Les inondations dans le Haut-Richelieu ont submergé 2000 hectares de terres agricoles, mais les cultivateurs de partout dans la province ont les pieds dans la flotte. Des pluies deux fois plus abondantes que la moyenne provoquent des retards majeurs dans la période de semence, si bien que la Financière agricole prévoit déjà une baisse de rendement pour la saison 2011.

Selon ses dernières estimations, la Financière agricole estime que de 40% à 45% des terres de la province ont été semées jusqu'ici, une opération qui est d'habitude terminée à ce temps-ci de l'année. La situation oblige les producteurs à planter des variétés plus précoces pour éviter que leurs plants soient surpris par le gel automnal, ce qui risque de plomber la récolte.

«On devra nécessairement s'attendre à un rendement un peu moindre en raison du changement de variété, indique Gérard Blais, agronome et directeur régional de la Financière agricole pour la Montérégie. On pourrait dire à ce stade-ci que ce serait peut-être de l'ordre de 10% ou moins.»

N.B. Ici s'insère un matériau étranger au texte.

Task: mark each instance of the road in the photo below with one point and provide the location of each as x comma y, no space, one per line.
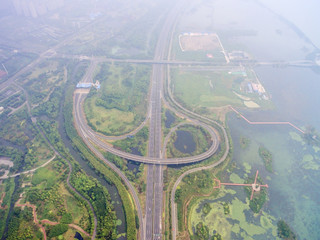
86,133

Réal Gagnon n'a pas encore semé le tiers de sa terre de 500 hectares, située à Pike River, en Montérégie. Non, ce producteur de maïs et de soya n'a pas subi la crue du Richelieu, même s'il est établi près de la zone sinistrée. Les pluies des dernières semaines ont tellement gorgé sa terre d'eau que son tracteur pourrait l'endommager. Alors, il fait ce que la plupart de ses confrères font dans la région: il attend.

«Pour ceux qui comprennent le baseball, je dirais qu'on part avec une prise contre nous», illustre Réal Gagnon.

Les cours du maïs et du soya sont élevés, souligne ce cultivateur, mais encore faut-il en avoir à vendre. Forcé de planter sur le tard, il sèmera des variétés moins performantes. Il perdra environ une tonne de grain pour chaque hectare de terre.

Partout au Québec

La crue de la rivière Richelieu a provoqué des milliers d'évacuations et inondé 2000 hectares de terres agricoles, selon le ministère de l'Agriculture.

Les producteurs qui sont épargnés par les inondations ont dû composer avec la pluie. Et leurs confrères de partout au Québec sont aux prises avec le même problème.

«Peu importe la région, au Lac-Saint-Jean, au Saguenay, dans le Bas-Saint-Laurent, en Estrie, à Québec, à Montréal, on a observé des précipitations largement au-dessus de la normale, souligne René Héroux, météorologue à Environnement Canada. Ça avait été le cas en avril.»

Dans les régions du sud-ouest de la province, dit-il, les précipitations ont été à peu près deux fois plus importantes que la moyenne le mois dernier.

En date du 24 mai, à peine le tiers des terres agricoles avaient été semées, selon la Financière agricole, un chiffre qui a été révisé entre 40% à 45% hier. Le blé, l'orge, le maïs-grain, le soya, toutes les cultures sont touchées. Et ce, dans toutes les régions du Québec sauf une: l'Abitibi-Témiscamingue, où les précipitations ont été inférieures à la moyenne.

Doigts croisés

Il est encore trop tôt pour parler d'une catastrophe, mais les agriculteurs devront croiser les doigts, souligne Benoît Legault, directeur de la Fédération des producteurs de cultures commerciales du Québec. L'été et l'automne devront être chauds pour sauvegarder la récolte.

«Ça pourrait causer un problème, a-t-il convenu. Mais il est possible que la chaleur permette de rattraper le retard pendant les mois de juin et juillet. Et si l'on a un automne plus sec, avec un gel tardif, on pourra tout de même avoir une récolte intéressante avec une qualité intéressante.»